Trimming all excess alloy from motor mounting plate
ATmega 32 development board
Has on board voltage regulator, 10 pin plug top centre is for loading programs onto it from a PC. Rows of pins down sides are input/output ports that can be configured using software.
Accelerometer is square object in centre. It has no solder pins on it ! It is laid on board and solder is allowed to run up onto the solder surfaces on the sides. This is tricky to get right and you need a small soldering iron with a good point. Since making this a number of robotics stores now do small boards with these already mounted on them in their "sensors" sections.
Accelerometer is on left. Gyroscope is shown here as supplied in a jewelry box which is fair enough as it is an expensive item.
Trying to get the hang of how all this is going to work on a bench test rig and breadboard.
Microcontroller on right, accelerometer top left and gyro middle left.
Early image of microcontroller being programmed from a laptop using Ponyprog software. The serial port lead comes from the same supplier as the ATMega32 development board. They also supply a CD with the AVR Studio software (where you write and test the program on your PC) and the "Ponyprog" software that then allows you to program this software into your ATMega32 board.
                                 Creation of a wooden deck
Version 1
Next project was to make it a little more like a skateboard/snowboard/whatever. Have made the whole deck flat (removed the turned up areas at each end) and mocked up using a cardboard cutout what a wooden deck might look like. All internals repositioned to get them all to fit into the now smaller volume.
Have gone back to using a hand held "dead man" switch for now.
 New flat deck made of marine ply. Just needs varnish.
Small alloy angled plates added for toes of shoes to rest on during initial startup. When starting off from "tipped" position I tended to just slide off the board! Once level there is no problem. Later on I added a new more angular top deck to match angular shape of underside metalwork. Instead of these plates I fitted a toe grip similar to those found on kiteboards. This was fitted to one side only and made quite a loose fit as if I fall off I do not want my foot to remain tightly strapped to the board.
This was an experiment with blue LED's under the machine to highlight the fact that there are no wheels at either end.
NB (May 09): There is a new Wii handset coming out soon according to Wikipedia which, in addition to having a 3 axis accelerometer in it, will also have a gyro. This would be a great basis perhaps for the sensor part of a future self balancing machine.
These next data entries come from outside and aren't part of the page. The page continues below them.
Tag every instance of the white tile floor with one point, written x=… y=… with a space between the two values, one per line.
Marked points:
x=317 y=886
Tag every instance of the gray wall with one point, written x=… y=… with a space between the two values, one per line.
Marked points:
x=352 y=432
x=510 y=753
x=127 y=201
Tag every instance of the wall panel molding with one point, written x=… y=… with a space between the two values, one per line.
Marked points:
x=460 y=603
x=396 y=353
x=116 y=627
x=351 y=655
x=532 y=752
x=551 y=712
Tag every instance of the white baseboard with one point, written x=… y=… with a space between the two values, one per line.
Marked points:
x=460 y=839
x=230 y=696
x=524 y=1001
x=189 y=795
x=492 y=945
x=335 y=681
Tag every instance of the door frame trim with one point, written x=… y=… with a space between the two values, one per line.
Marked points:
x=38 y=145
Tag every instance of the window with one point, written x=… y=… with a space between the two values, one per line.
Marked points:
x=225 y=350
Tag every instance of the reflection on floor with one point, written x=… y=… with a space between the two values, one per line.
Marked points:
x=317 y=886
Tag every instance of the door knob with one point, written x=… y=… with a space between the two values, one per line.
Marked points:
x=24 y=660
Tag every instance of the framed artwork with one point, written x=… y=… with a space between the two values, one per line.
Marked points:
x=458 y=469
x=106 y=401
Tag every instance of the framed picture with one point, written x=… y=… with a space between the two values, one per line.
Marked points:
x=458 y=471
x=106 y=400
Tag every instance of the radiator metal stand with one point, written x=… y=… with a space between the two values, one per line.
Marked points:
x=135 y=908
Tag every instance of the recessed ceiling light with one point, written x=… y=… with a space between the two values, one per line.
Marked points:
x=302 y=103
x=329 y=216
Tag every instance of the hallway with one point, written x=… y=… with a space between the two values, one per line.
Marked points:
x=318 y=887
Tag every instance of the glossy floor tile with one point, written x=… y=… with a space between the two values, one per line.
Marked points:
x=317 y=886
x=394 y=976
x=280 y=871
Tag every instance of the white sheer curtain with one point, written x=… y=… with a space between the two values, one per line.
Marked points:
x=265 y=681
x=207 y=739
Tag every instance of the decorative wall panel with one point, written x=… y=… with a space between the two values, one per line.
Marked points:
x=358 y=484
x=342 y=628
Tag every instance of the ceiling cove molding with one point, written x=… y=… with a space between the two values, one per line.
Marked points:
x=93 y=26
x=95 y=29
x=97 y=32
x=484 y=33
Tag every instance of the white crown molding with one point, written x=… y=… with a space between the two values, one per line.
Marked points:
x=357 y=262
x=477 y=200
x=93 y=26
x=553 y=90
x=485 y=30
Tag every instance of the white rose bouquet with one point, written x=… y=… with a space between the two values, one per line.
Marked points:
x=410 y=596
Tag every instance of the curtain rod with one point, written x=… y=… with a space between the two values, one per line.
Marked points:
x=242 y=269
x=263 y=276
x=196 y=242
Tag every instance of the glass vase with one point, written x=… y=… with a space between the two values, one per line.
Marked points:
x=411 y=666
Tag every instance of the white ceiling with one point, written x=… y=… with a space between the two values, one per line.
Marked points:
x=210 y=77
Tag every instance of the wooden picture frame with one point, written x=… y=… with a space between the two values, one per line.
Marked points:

Things I could do if money no object (this was written in 2008):

1) Rebuild frame in carbon fibre. Failing that I could do it in fibreglass with a steel stengthening panel embedded in the structure between the motor and the wheel on the chain side.

2) Better batteries, Lithium too expensive so perhaps NiMH.

3) Hub motor inside wheel would free up plenty of space to make frame smaller.

4) Another possible variant would be to have a 3 speed gearbox in the wheel hub. Thinking of the old cable operated "Sturmey-Archer" boxes found in 1970's bicycles like the "Chopper" which are small light and simple. Would need to disable the freewheel mechanism however! It would allow fast speeds on the level but give lower gearing for hills and rougher terrain.

5) Have twin wheels next to each other. This would require 2 motor controllers, 2 motors (? hub motors) but allow much better low speed turning and ability to turn on the spot.

6) Ideal power plant would be a MICE engine. This is being developed in US, has interest from the military. It is a very small, gasoline powered electricity generator. It has a magnetic piston that oscillates up and down in a coil of wire extremely fast. It therefore has only one main moving part, functions as an alternator, power output 200-500W. This would be absolutely perfect for my application, would give plenty of space for a fuel tank and turn it from a novelty into a vehicle of sorts with decent power and endurance.

 MICE engine links:

Click Here

Click Here

Click Here

Click Here

 Update August 08: Guess what, I asked them and they said no!